Alex Lowy, Phil Hood and Alan Hutton combine their talents to deliver these applied critical thinking programs using their Action-Learning framework for in-house leadership development.
What are the current issues and challenges in your life? Can they be fairly described as dilemmas? Or are they more like what we call a problem—which means there is a a solution? The answer helps reveal options and paths you can follow to navigate your way through challenges.
The archetypal personal dilemma is about tradeoffs between contributions and rewards. In our work environment we experience this as a dilemma between personal effectiveness and personal satisfaction. We all need to receive as well as give, and we have a drive to increase our personal effectiveness at work and achieve satisfaction in our personal lives.
One of our students described this personal dilemma. He was a Chinese-American and had completed graduate school in the US. His plan had been to stay here and start a career. But after graduation his father’s manufacturing business in China suffered setbacks. The son suddenly felt unspoken family pressure to return to Asia and work in the family business. He was torn between the desire to help his father in the short term and his long-term personal goal of a successful business career in the US, which included more graduate school. He used the Personal Dilemmas method to clarify those parts of his conflict which were resolvable and those that were not. He ultimately decided that he could not give up his US life, but that he would take a two-year hiatus and work in North America in his father’s business, building up good experience on his resume while discharging personal and cultural obligations to family.
Dilemmas present tradeoffs between powerful conflicting forces in our lives. Urgency versus importance; cost versus benefit; what I want today versus what I need tomorrow. The goal of the personal dilemma assignment is to fairly describe those aspects of your current challenges that are dilemmas.
Here’s a quick method for defining personal dilemmas
Step 1 Write down one, or possibly two major challenges you face in your personal life. Step 2 Symptoms: Make a list of up to ten symptoms of the challenge. Answer these questions. What are you feeling? What is it like to experience this conflict?

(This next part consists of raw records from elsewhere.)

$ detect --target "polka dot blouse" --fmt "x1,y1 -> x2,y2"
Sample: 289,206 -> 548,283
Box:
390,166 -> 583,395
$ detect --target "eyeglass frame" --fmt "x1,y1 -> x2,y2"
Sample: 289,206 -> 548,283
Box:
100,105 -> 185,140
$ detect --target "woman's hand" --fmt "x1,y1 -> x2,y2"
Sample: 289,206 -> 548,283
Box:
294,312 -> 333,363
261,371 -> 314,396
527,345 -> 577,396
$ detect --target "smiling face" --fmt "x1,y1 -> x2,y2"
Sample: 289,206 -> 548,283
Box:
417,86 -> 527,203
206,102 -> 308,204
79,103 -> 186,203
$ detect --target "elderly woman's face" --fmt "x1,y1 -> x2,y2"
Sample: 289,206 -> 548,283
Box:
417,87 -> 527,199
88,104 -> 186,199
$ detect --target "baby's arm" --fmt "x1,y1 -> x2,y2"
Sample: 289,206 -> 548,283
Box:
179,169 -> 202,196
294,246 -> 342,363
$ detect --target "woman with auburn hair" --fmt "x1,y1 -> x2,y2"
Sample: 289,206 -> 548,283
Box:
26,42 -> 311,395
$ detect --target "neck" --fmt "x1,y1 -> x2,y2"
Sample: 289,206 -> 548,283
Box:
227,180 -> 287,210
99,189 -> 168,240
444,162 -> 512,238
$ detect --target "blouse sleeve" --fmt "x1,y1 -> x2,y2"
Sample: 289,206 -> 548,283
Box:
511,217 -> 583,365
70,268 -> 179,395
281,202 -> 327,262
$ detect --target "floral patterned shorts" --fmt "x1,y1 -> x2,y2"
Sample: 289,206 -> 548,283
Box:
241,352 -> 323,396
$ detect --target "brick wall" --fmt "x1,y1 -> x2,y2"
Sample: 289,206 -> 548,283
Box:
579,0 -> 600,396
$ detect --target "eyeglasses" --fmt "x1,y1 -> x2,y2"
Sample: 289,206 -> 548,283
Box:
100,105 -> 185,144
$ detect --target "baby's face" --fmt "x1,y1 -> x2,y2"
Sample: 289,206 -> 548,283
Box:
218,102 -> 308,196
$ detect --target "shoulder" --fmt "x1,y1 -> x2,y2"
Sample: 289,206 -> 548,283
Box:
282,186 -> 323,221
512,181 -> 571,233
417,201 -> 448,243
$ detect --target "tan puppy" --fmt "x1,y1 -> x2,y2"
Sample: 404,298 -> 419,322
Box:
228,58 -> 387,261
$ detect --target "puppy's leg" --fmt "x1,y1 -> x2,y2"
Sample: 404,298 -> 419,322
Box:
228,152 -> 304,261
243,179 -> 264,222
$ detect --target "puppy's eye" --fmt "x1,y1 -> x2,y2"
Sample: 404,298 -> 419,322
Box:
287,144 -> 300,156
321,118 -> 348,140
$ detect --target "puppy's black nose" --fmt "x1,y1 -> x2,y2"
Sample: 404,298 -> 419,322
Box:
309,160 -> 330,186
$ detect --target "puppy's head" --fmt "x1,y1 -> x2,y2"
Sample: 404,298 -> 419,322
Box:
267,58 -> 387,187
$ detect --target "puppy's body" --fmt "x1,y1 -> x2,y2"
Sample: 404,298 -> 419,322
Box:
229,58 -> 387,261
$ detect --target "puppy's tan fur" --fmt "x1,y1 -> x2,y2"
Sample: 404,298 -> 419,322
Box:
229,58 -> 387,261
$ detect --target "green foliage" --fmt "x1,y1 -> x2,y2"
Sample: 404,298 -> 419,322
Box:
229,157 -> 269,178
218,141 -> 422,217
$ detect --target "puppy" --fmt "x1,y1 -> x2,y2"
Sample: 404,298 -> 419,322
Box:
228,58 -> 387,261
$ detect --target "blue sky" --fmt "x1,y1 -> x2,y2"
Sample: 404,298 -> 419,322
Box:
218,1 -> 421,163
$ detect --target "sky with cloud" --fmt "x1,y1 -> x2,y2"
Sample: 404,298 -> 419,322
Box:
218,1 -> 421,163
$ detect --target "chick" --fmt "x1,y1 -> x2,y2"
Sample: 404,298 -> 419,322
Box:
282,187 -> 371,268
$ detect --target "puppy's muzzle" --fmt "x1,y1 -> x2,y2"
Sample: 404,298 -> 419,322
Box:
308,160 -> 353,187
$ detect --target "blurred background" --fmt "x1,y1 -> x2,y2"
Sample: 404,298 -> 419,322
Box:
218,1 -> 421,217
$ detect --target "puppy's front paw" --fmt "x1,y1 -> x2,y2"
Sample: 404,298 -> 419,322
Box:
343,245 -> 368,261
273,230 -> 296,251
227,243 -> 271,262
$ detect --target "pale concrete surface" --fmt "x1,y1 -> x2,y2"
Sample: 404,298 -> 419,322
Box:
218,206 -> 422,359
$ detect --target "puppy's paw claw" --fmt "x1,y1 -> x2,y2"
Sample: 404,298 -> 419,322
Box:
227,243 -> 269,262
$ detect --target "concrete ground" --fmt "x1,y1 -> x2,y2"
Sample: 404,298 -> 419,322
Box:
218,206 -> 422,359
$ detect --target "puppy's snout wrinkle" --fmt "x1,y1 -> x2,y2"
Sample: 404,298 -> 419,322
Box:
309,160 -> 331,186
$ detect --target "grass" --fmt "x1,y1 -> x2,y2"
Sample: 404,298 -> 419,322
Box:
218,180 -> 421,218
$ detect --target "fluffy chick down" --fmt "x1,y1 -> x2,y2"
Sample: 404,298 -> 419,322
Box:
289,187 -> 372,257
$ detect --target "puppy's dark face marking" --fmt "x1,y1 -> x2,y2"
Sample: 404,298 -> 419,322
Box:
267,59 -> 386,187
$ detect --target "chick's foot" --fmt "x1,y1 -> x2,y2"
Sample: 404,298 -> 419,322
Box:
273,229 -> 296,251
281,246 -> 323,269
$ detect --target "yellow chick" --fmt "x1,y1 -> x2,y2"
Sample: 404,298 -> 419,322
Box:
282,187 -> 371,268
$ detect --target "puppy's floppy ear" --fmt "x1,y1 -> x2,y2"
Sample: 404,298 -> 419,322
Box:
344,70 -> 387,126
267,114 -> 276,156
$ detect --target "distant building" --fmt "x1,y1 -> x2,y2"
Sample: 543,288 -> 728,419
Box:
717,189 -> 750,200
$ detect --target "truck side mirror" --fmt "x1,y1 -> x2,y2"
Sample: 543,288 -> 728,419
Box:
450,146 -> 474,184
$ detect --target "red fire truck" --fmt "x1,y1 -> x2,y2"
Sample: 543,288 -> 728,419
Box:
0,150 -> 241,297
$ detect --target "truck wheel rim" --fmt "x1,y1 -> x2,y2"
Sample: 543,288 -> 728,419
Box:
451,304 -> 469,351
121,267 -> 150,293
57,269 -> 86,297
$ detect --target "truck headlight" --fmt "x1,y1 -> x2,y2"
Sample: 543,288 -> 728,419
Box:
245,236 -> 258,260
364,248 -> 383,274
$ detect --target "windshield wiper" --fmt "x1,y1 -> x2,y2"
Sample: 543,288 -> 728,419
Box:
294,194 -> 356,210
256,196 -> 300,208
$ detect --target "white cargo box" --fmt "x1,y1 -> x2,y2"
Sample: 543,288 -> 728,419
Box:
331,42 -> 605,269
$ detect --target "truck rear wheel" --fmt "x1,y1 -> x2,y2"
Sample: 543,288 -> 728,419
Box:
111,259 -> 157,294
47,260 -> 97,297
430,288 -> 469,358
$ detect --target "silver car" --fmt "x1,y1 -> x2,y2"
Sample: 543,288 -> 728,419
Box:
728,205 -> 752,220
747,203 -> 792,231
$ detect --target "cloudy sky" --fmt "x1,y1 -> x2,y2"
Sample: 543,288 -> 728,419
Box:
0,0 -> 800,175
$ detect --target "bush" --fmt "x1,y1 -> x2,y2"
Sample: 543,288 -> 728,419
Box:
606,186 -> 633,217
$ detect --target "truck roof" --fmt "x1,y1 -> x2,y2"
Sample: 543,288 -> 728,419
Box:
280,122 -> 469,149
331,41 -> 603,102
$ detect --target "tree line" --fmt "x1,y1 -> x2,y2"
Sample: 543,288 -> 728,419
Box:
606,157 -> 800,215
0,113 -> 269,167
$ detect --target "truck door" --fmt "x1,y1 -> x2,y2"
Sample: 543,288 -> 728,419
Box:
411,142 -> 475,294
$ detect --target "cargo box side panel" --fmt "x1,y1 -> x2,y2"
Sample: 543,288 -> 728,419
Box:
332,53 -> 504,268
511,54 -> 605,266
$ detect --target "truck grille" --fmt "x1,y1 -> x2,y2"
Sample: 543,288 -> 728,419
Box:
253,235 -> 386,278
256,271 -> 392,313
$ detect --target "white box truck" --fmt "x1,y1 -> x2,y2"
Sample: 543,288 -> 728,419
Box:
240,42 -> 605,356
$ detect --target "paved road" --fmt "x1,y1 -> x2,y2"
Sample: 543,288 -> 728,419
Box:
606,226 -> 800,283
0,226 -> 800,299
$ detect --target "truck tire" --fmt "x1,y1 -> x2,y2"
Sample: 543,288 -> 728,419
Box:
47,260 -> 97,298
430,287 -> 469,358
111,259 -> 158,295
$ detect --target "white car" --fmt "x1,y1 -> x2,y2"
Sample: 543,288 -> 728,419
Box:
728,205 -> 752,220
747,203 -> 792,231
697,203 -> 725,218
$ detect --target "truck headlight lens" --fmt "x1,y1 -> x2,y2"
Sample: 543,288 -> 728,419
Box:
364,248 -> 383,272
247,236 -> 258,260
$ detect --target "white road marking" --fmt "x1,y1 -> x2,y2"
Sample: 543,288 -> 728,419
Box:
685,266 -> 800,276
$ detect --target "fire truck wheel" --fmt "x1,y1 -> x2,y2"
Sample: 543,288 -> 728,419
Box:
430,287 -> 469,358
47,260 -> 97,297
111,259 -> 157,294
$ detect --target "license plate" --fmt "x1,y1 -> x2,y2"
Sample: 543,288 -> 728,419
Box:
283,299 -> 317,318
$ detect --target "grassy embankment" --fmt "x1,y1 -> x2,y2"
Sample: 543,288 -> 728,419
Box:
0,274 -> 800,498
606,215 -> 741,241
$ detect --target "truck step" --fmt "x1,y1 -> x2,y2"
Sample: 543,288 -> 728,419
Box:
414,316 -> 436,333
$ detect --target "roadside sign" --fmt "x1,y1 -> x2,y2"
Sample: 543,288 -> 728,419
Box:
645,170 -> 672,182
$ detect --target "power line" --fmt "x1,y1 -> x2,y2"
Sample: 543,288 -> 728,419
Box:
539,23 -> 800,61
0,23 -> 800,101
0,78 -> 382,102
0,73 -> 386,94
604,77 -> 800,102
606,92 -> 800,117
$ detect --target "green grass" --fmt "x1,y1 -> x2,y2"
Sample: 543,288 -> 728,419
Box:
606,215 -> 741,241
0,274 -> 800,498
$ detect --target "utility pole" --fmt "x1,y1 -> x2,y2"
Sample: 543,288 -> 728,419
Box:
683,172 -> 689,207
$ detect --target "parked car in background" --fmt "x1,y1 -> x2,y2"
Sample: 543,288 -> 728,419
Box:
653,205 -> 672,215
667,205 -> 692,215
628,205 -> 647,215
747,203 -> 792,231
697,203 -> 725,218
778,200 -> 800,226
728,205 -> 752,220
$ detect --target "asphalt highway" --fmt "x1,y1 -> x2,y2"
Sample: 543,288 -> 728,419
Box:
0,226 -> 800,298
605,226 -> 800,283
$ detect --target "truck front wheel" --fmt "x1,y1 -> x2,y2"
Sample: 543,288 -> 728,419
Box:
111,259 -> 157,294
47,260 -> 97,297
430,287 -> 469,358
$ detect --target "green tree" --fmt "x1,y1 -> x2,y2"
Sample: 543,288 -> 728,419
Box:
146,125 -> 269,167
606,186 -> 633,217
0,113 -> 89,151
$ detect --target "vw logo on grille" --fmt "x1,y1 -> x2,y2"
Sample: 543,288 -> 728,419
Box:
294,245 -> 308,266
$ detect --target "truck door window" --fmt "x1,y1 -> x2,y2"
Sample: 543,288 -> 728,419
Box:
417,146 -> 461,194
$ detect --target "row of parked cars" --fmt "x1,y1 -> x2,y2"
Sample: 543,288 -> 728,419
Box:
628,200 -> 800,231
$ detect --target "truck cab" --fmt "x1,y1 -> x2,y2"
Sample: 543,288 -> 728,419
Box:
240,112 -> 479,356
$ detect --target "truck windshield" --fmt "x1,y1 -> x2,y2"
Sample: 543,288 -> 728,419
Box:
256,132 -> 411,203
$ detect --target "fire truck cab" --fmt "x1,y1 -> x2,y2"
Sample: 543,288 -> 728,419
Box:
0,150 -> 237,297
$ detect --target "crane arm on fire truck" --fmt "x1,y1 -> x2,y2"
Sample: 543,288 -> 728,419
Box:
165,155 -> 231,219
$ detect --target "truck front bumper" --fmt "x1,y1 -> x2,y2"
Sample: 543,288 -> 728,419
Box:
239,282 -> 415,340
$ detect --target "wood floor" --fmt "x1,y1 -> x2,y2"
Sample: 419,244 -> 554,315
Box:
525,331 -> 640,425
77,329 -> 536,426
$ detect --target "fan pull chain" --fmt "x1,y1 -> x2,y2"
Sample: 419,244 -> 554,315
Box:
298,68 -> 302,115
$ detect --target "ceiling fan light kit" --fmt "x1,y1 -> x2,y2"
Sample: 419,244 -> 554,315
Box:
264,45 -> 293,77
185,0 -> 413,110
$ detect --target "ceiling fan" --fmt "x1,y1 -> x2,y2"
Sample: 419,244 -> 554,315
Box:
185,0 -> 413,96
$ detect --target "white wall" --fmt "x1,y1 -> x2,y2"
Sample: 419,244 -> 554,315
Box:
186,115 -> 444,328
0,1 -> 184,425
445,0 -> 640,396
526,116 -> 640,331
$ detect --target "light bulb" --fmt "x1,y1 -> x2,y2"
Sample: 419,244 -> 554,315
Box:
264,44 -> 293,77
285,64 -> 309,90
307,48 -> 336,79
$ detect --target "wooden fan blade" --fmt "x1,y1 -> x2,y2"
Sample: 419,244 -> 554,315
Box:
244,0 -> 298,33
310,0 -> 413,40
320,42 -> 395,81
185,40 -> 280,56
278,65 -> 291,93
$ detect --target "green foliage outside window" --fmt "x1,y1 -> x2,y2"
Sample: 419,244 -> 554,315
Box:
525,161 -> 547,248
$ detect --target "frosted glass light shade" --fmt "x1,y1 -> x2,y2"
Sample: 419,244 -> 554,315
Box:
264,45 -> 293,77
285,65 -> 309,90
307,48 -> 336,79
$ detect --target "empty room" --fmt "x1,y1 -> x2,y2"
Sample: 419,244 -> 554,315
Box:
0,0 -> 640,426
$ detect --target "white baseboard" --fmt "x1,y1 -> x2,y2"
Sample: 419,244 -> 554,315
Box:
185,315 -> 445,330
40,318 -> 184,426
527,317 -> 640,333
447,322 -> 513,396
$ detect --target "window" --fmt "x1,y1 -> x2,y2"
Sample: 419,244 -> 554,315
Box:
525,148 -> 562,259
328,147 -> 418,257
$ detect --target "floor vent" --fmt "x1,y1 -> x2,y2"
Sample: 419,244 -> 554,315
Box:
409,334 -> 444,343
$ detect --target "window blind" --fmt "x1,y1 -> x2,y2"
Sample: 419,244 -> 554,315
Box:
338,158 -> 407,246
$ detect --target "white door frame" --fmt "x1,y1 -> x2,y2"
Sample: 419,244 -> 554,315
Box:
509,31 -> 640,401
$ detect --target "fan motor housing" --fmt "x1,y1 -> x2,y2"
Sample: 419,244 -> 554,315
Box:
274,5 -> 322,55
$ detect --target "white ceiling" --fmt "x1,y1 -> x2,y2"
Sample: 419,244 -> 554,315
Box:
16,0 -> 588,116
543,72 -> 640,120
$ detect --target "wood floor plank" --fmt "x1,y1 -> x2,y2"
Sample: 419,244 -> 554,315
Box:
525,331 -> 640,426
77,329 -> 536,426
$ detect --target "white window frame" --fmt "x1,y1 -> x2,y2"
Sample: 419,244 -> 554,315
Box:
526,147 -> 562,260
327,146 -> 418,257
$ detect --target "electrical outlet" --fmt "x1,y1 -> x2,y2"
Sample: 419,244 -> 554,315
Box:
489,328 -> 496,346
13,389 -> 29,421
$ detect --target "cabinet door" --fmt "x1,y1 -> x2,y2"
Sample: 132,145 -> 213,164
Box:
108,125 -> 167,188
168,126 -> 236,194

How does this challenge impact your life or the lives of significant others?
Step 3 Try to write a trial dilemma using the form, “In my life I experience tension between _________ and __________. You can create as many trial dilemmas as you like. Let yourself be creative and colorful in your choices. (“I experience tension between trusting my kids and imposing the right amount of discipline.” “I experience tension between my ambitions and reality.) Step 4 Take a look at the trial dilemma statements. Are many of them similar? See if you can combine similar items, Strive to choose two labels for the axes of your matrix that synthesize the most relevant forces at play in your trial dilemma statements. Step 5 Draw a 2 x 2 matrix and name your quadrants. Giving a name to each quadrant helps us better understand what we’re facing, and take personal responsibility for the situation.